Legal Framework and Regulation
Kerangka kerja hukum dan peraturan dalam partnership khususnya antara pemerintah dengan NGOs memiliki pengaruh yang signifikan. Rejim pemerintahan yang tidak demokratis biasanya cenderung restrictive (membatasi) ruang gerak NGOs dan organisasi-organisasi asosiasi lokal. Sehingga akan berpengaruh terhadap kerjasama (partnership) antara pemerintah dengan NGOs dalam implementasi kebijakan atau program. Namun dalam rejim pemerintahan yang demokratis cenderung lebih terbuka dalam membangun komunikasi dalam kerjasama pelaksanaan kebijakan atau program.
The Nature of The Policy to be Implemented
Keberhasilan dalam partnership antara pemerintah dengan civil society (NGOs) juga dipengaruhi oleh karakteristik dari kebijakan yang disepakati masing-masing pihak (partner).
2.      Effective Partnerhip Mecanisms and Processes (Efektifitas makenisme dan proses dalam kebijakan partnership)
Tidak ada satu mekanisme dan proses yang paling efektif yang bisa mewakili setiap bentuk partnership dalam implementasi kebijakan. Setiap bentuk partnership dalam implementasi kebijakan sangat bergantung kepada variable-variabel yang mmpengaruhinya. Ada beberapa bentuk mekanisme dan proses partnership yang bisa menggambarkan efektifitas kerja partnership dalam pelaksanaan kebijakan atau program. Beberapa bentuk mekanisme dan proses partnership tersebut dapat dilihat dalam gambar 2, yaitu:
Gambar 2: Mekanisme dan proses partnership
Ad Hoc versus Formal Mecanism
Dua bentuk mekanisme partnership bisa Ad Hoc maupun Formal. Tidak ada satu bentuk mekanisme partnership yang lebih baik antara satu dengan lainnya, semua tergantung situasi dan kondisi yang melingkupi kebijakan partnership tersebut diimplementasikan. Dalam kondisi tertentu bentuk mekanisme partnership Ad hoc bisa lebih efektif, karena disuatu negara atau daerah tertentu mekanisme yang tidak terlalu formal, lebih cocok untuk diterapkan, namun di beberapa negara atau daerah lain mekanisme formal lebih cocok, tergantung pada sitiasi dan kondisi rejim pemerintah dan masyarakatnya.

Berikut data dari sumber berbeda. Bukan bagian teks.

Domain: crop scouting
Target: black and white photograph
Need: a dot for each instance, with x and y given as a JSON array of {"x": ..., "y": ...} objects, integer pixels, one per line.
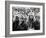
[{"x": 24, "y": 18}]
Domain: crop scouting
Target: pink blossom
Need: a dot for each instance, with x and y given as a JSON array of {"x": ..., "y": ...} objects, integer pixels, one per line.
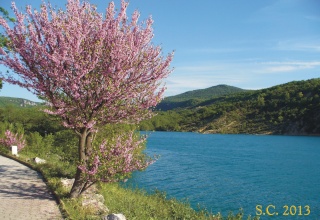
[
  {"x": 92, "y": 70},
  {"x": 12, "y": 139}
]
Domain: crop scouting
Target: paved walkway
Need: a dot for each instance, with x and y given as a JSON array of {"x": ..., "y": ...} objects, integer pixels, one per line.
[{"x": 23, "y": 194}]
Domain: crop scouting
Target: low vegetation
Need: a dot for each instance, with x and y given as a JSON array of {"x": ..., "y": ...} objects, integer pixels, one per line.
[{"x": 46, "y": 139}]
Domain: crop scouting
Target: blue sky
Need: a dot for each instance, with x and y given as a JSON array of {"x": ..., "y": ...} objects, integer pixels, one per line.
[{"x": 251, "y": 44}]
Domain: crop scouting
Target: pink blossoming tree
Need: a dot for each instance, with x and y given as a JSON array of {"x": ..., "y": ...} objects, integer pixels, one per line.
[{"x": 92, "y": 70}]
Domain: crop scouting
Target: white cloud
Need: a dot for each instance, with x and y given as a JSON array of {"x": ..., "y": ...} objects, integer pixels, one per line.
[{"x": 278, "y": 67}]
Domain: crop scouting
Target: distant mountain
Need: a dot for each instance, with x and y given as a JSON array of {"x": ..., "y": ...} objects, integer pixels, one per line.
[
  {"x": 17, "y": 102},
  {"x": 292, "y": 108},
  {"x": 194, "y": 97}
]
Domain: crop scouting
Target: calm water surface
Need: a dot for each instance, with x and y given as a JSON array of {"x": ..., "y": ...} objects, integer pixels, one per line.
[{"x": 228, "y": 172}]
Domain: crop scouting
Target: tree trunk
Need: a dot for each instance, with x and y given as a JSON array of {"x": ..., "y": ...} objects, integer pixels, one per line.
[{"x": 79, "y": 182}]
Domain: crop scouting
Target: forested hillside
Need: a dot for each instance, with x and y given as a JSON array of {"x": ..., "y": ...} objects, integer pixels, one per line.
[
  {"x": 292, "y": 108},
  {"x": 196, "y": 96}
]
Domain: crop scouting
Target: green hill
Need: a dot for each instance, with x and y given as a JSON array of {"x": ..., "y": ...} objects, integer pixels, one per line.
[
  {"x": 17, "y": 102},
  {"x": 194, "y": 97},
  {"x": 291, "y": 108}
]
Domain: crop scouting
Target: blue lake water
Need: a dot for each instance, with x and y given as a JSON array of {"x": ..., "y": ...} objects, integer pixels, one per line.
[{"x": 228, "y": 172}]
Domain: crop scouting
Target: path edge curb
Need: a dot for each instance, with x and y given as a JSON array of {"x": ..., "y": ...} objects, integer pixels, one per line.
[{"x": 59, "y": 202}]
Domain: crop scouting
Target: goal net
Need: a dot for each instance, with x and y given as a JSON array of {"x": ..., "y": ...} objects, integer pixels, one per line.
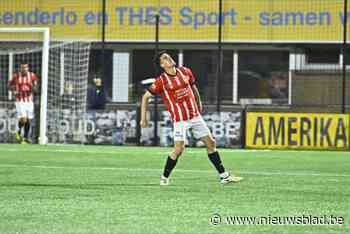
[{"x": 62, "y": 69}]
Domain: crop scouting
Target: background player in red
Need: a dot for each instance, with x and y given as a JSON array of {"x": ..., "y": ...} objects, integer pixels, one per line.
[
  {"x": 177, "y": 86},
  {"x": 24, "y": 84}
]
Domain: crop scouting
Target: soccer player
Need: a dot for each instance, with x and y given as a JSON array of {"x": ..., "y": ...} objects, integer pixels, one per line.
[
  {"x": 24, "y": 84},
  {"x": 180, "y": 95}
]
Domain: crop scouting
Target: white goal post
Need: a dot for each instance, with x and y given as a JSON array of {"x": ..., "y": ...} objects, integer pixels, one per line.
[{"x": 44, "y": 74}]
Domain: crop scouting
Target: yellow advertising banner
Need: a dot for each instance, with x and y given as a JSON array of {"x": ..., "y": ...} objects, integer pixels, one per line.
[
  {"x": 181, "y": 20},
  {"x": 291, "y": 130}
]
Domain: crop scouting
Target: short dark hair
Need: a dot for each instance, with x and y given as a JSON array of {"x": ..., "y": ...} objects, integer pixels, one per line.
[{"x": 156, "y": 59}]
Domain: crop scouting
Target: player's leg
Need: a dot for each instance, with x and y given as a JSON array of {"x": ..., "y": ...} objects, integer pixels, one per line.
[
  {"x": 20, "y": 118},
  {"x": 29, "y": 115},
  {"x": 201, "y": 131},
  {"x": 179, "y": 147}
]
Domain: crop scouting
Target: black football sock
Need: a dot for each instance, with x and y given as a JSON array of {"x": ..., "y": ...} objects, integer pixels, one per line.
[
  {"x": 216, "y": 161},
  {"x": 26, "y": 129},
  {"x": 169, "y": 166},
  {"x": 20, "y": 125}
]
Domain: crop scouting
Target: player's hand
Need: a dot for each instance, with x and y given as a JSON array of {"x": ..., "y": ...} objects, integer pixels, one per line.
[{"x": 144, "y": 123}]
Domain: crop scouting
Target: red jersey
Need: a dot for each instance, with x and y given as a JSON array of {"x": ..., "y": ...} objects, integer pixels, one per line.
[
  {"x": 177, "y": 94},
  {"x": 23, "y": 86}
]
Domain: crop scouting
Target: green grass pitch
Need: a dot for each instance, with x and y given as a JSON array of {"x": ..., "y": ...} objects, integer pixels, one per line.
[{"x": 106, "y": 189}]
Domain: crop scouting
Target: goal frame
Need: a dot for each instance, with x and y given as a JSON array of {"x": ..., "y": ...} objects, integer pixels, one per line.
[{"x": 44, "y": 74}]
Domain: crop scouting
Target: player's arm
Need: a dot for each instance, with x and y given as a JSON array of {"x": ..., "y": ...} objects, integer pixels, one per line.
[
  {"x": 144, "y": 107},
  {"x": 198, "y": 98}
]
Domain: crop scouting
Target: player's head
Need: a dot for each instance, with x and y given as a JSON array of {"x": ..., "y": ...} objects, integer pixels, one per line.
[
  {"x": 164, "y": 60},
  {"x": 98, "y": 82},
  {"x": 24, "y": 68}
]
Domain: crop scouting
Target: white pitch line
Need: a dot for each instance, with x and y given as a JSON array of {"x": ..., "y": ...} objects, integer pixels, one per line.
[
  {"x": 115, "y": 152},
  {"x": 182, "y": 170}
]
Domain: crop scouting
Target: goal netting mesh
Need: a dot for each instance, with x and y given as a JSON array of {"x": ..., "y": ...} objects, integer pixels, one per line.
[{"x": 67, "y": 85}]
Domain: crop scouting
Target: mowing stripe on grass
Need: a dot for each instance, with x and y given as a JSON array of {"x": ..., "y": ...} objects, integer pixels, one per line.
[{"x": 262, "y": 173}]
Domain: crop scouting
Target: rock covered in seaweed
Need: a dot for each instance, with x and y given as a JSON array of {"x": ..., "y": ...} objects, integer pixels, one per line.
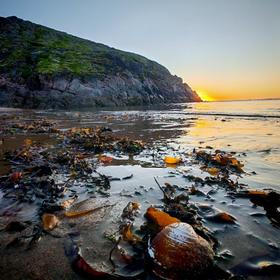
[{"x": 177, "y": 252}]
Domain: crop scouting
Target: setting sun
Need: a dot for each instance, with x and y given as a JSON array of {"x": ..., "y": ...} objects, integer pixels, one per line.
[{"x": 204, "y": 95}]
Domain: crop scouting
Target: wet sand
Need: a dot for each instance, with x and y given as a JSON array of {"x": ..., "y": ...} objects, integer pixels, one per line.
[{"x": 244, "y": 247}]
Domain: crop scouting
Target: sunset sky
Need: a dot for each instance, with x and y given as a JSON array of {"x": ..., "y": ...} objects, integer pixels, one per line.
[{"x": 222, "y": 49}]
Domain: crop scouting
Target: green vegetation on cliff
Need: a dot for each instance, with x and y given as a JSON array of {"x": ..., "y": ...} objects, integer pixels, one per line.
[{"x": 28, "y": 49}]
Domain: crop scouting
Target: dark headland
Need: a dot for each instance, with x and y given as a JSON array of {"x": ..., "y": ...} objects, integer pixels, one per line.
[{"x": 44, "y": 68}]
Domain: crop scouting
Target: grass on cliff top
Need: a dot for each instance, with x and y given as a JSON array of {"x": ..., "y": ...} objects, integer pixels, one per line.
[{"x": 45, "y": 51}]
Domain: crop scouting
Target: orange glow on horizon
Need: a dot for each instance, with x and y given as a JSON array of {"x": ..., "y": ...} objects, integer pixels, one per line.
[{"x": 204, "y": 95}]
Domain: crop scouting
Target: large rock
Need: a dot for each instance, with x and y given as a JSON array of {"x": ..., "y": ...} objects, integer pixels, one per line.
[{"x": 44, "y": 68}]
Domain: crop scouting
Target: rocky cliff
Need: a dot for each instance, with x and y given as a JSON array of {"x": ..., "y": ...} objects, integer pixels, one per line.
[{"x": 44, "y": 68}]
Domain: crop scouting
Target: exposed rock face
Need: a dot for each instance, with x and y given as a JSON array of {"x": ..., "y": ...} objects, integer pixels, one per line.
[{"x": 44, "y": 68}]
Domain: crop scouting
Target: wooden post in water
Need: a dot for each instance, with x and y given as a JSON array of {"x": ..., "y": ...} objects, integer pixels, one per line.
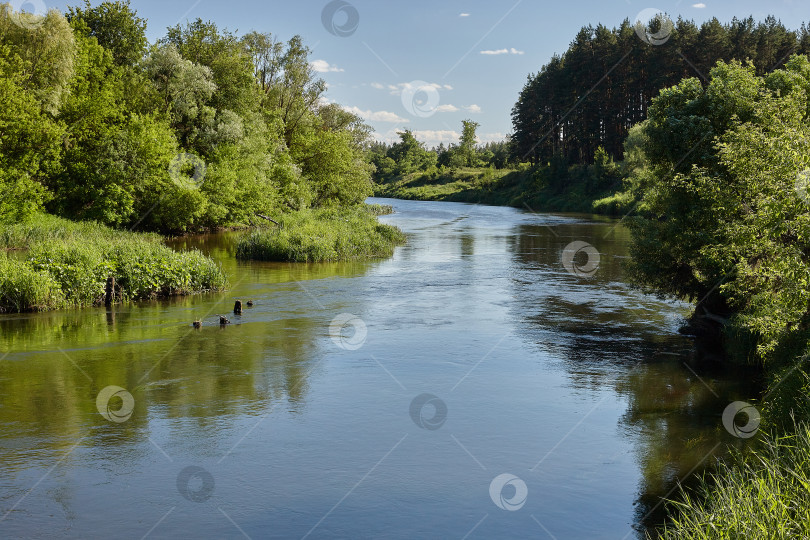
[{"x": 109, "y": 297}]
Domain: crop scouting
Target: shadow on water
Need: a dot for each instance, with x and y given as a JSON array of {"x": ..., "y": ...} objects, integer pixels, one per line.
[{"x": 607, "y": 334}]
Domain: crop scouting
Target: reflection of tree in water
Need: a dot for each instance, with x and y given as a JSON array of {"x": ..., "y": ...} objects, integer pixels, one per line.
[{"x": 608, "y": 335}]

Initiation of the Partnership
Bentuk mekanisme dan proses partnership yang efektif juga dipengaruhi oleh pihak (partners) mana yang memulai (berinisiatif) untuk emlakukan partnership. Karakteristik di negara sedang berkembang atau sedang mengalami transisi ekonomi, pemerintah cenderung membatasi ruang gerak NGOs. Sehingga inisiasi untuk melakukan kerjasama/partnership antara pemerintah dengan civil society (NGOs) cenderung karena adanya tekanan dari pihak donor. Hal tersebut sangat berpengaruh terhadap implementasi kebijakan, dan advokasi NGOs untuk membangun kemandirian civil society sehingga memiliki bargaining power dengan pemerintah dalam menetapkan kebijakan menjadi sangat signifikan.
Coordination and Lingkages
Dalam policy partnership antara pemerintah dengan civil society utamanya di dalam aktifitas antar organisasi, keberhasilan partnership utamanya tergantung pada upaya koordinasi dan efektifitas hubungan antar aktor yang terlibat. Membentuk suatu kelompok kerja bersama (partnership) antar organisasi yang memiliki karakteristik berbeda tidaklah mudah.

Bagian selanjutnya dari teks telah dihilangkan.